Troubleshooting training of OU perturbation model (train/tr_curves_ml.m
).
Found bug in tr_curves_ml.m::ou_kernel
-- smoothing_variance
was used where perturb_smoothing_variance
should have been (copy-paste bug). Also fixed in sqexp_kernel
.
Optimizer appears to be running much more smoothly now. Probably because there previously was a strong correlation, due to smoothing_variance
appearing in two different parts of the equation. The resulting ridge could have caused slow progress.
...
Attempt #1
Initial params:
train_params =
smoothing_variance: 0.2500
noise_variance: 100
position_variance: 90000
rate_variance: 2.2500
perturb_smoothing_variance: 0.2500
perturb_rate_variance: 2.2500
perturb_position_variance: 90000
perturb_scale: 1
Stopped after 3 iterations. Results:
train_params_done_1 =
smoothing_variance: 0.4501
noise_variance: 2.5982e-04
position_variance: 6.5359e+04
rate_variance: 3.9645
perturb_smoothing_variance: 3.3437e-06
perturb_rate_variance: 0.7268
perturb_position_variance: 3.0785e+04
perturb_scale: 0.5867
Final ML: 28423.438936
The final ML (2.84e4) is greater than the no-pertrub model (2.37e4). This is expected, since this model has more parameters, so we can get a tighter fit (maybe overfitting).
I like that noise variance is much smaller (close to the minimum--do I need to lower the floor?). This is expected, because the only source of IID noise is the rasterization process.
Position standard deviation is much higher than before (255 vs. 126), as is rate standard deviation (2.0 vs. 0.47).
Perturb variances are harder to explain.
Perturb smoothing variance is low, which is nice to see, because the worst of the perturbations are arising from miscalibrations (rate and position perturbations), not deformations. But it's still far smaller than I expected. hOnestly, I was expecting it to be almost the same as smoothing_variance
, but I realize now it makes sense for it to be smaller.

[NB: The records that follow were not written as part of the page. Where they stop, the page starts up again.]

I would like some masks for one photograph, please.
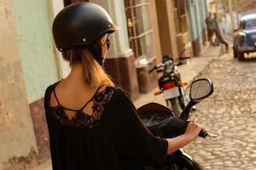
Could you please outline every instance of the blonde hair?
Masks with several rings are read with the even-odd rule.
[[[75,47],[62,50],[63,59],[68,61],[71,66],[73,64],[83,65],[84,80],[89,87],[114,86],[110,76],[96,60],[96,57],[101,55],[102,55],[102,45],[100,40],[86,47]]]

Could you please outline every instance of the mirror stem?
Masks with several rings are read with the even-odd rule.
[[[181,113],[179,118],[181,118],[184,121],[187,121],[189,119],[190,110],[191,110],[193,105],[195,105],[195,104],[196,104],[196,102],[190,100],[189,103],[188,104],[188,105],[184,108],[184,110]]]

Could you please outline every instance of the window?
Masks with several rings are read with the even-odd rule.
[[[137,57],[136,64],[144,65],[154,59],[153,31],[148,0],[125,0],[128,34],[131,48]]]
[[[172,0],[175,26],[177,33],[188,30],[185,0]]]

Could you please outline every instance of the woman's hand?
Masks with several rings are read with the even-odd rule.
[[[203,128],[197,123],[189,122],[184,134],[193,141],[202,129]]]
[[[179,135],[176,138],[167,139],[167,153],[173,153],[177,150],[195,140],[195,139],[198,137],[198,134],[201,129],[203,128],[200,125],[191,122],[189,122],[184,134]]]

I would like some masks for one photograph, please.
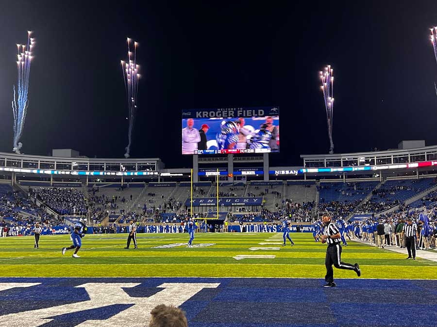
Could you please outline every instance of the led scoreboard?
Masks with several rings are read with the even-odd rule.
[[[279,152],[277,107],[182,111],[182,154]]]

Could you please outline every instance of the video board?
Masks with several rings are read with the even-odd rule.
[[[277,107],[182,111],[182,154],[279,152]]]

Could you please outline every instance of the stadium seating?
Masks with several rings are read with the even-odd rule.
[[[319,201],[353,202],[364,199],[379,184],[378,181],[321,183]]]

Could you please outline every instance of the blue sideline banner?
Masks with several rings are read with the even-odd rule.
[[[282,181],[272,181],[271,182],[251,182],[251,186],[268,186],[270,185],[282,185]]]
[[[261,205],[263,203],[263,198],[219,198],[218,205],[225,206],[231,205]],[[189,206],[190,198],[185,202],[185,205]],[[193,199],[193,206],[200,207],[204,205],[217,205],[217,198],[194,198]]]
[[[282,226],[280,225],[263,225],[262,224],[244,224],[228,227],[228,232],[236,233],[281,233]],[[292,225],[290,232],[297,233],[297,225]],[[312,228],[310,225],[303,225],[300,227],[301,233],[311,233]]]
[[[151,187],[175,187],[176,183],[149,183]]]

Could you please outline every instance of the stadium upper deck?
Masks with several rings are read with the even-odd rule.
[[[283,176],[290,179],[331,177],[338,179],[342,175],[343,178],[353,178],[354,176],[374,177],[381,176],[383,173],[386,176],[400,174],[419,176],[431,173],[434,170],[434,166],[437,165],[437,145],[405,150],[303,155],[301,157],[303,160],[303,166],[301,166],[270,167],[260,164],[259,167],[239,168],[234,166],[237,164],[247,166],[248,163],[245,160],[235,160],[232,171],[222,166],[218,173],[217,168],[211,168],[210,165],[206,169],[200,168],[198,174],[200,180],[209,180],[210,176],[218,173],[225,178],[227,176],[244,176],[243,180],[259,180],[264,176],[264,181],[269,180],[269,176],[275,176],[275,179],[278,178],[276,176]],[[199,162],[203,161],[200,159]],[[268,169],[268,172],[266,171]],[[78,181],[81,177],[119,180],[123,177],[142,178],[154,181],[168,181],[171,177],[172,181],[186,181],[190,175],[189,169],[166,169],[164,163],[159,158],[91,158],[7,153],[0,153],[0,171],[4,171],[5,176],[20,173],[20,176],[51,176],[51,178],[53,176],[62,177]]]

Perturb position variance is much, much larger than I expected. Standard deviation is 175.4, which is basically saying each plant has 17 cm of IID perturbations from the unobserved mean plant. I have no good explanation for this, expect maybe that the initial value was ridiculously large.
Pertub scale seems reasonable.
Attempt #2
Test sensitivity to initialization. Initial values:
train_params_2 =
smoothing_variance: 0.0025
noise_variance: 0.1231
position_variance: 1.6676e+04
rate_variance: 0.2212
perturb_smoothing_variance: 0.0500
perturb_rate_variance: 0.1000
perturb_position_variance: 1
perturb_scale: 2
First four were initialized from the trained no-perturb model.
Note the biggest change: perturb_position_variance changed from 9000 to 1.
Terminated after 46 iterations; much better than the 3 iterations from last attempt.
train_params_done_2 =
smoothing_variance: 0.0019
noise_variance: 0.0721
position_variance: 1.6267e+04
rate_variance: 0.2050
perturb_smoothing_variance: 6.7471e-10
perturb_rate_variance: 1.3201e-04
perturb_position_variance: 403.7082
perturb_scale: 2.4888e+03
Final ML: 25163.231449
Weird that this is lower than that poorly-initialized model. Consider initializing using a combination of Attempt #1 and Attempt #2's initial values.
Smoothing variance is much smaller than before, noise variance is larger.
Position variance is in the same order-of-magnitude, but about 1/5 the magnitude.
Rate variance is an OoM smaller.
Perturb smoothing variance is still near-zero.
Perturb rate variance is 3 OoM smaller.
Perturb position variance is 2 OoM smaller.
Perturb scale is sooooooo high. Basically flat, so the regular and perturb variances sum.
Conclusions: Result is very sensitive to initialization.
Discussion: When perturb scale is this high, there exists a ridge, due to perturb variances playing the same role as normal variances. Note that when perturb scale is infinity, this model degenerates to the no-perturb model. Notice that Final ML isn't much better than the no-perturb. Possibly when perturb scale exploded, the model could no longer improve, so constraining perturb scale to some small set of values may be a good idea (sigmoid transform).